On the rounded suite of iPhones, the controls are roughly 100pt from the bottom of the screen to give space for the home indicator which helps to prevent this issue in many situations, but on squared devices, they are much closer at 10pt:
In my rudimentary testing, I've discovered that even if a swipe started as high as 300pt on the screen continues all the way to the base of the screen, Reachability will be triggered. So raising my controls higher isn’t a solution since that puts them dead center on the screen (also blocking the focus of the game) and out of reach of fingers comfortably on some phones.
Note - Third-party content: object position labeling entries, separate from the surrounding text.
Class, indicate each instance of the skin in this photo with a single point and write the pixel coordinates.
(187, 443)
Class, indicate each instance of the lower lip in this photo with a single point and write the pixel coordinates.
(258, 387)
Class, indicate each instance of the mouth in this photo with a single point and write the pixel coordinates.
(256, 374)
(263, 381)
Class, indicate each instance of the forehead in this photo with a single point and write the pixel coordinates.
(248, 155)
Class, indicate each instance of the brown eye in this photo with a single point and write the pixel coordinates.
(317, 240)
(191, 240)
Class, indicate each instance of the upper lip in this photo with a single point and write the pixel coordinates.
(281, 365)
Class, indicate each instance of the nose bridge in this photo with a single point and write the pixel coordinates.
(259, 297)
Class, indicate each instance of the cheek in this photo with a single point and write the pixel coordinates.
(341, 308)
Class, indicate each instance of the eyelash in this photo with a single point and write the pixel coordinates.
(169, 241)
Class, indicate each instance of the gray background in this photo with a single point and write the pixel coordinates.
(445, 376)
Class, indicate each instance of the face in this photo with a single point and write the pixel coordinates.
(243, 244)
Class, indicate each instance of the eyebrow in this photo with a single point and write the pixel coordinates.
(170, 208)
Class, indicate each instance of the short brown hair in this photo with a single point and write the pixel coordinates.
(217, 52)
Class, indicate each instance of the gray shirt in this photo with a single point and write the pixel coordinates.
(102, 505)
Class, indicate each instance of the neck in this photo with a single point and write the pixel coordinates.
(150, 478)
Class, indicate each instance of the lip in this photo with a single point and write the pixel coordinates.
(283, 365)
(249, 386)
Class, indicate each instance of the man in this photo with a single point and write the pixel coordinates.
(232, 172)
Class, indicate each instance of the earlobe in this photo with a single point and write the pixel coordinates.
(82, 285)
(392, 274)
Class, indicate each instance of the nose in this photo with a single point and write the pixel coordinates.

Since Reachability doesn't have any use in my game (there are no controls in the upper third of the screen for the purpose of keeping your hand(s) in the lower part of the screen) I'd really like a way to prevent this. Ideally, some way to inform the system it is unnecessary during gameplay, so I can allow it during non-gameplay menus - but I may be dreaming with that part. I also don't think it's A great solution to ask a user to disable this system wide, as it's my app's conflict and that requires them changing their behavior everywhere else.
Is there any guidance, examples, or advice on how to handle conflicts with this specific accessibility gesture?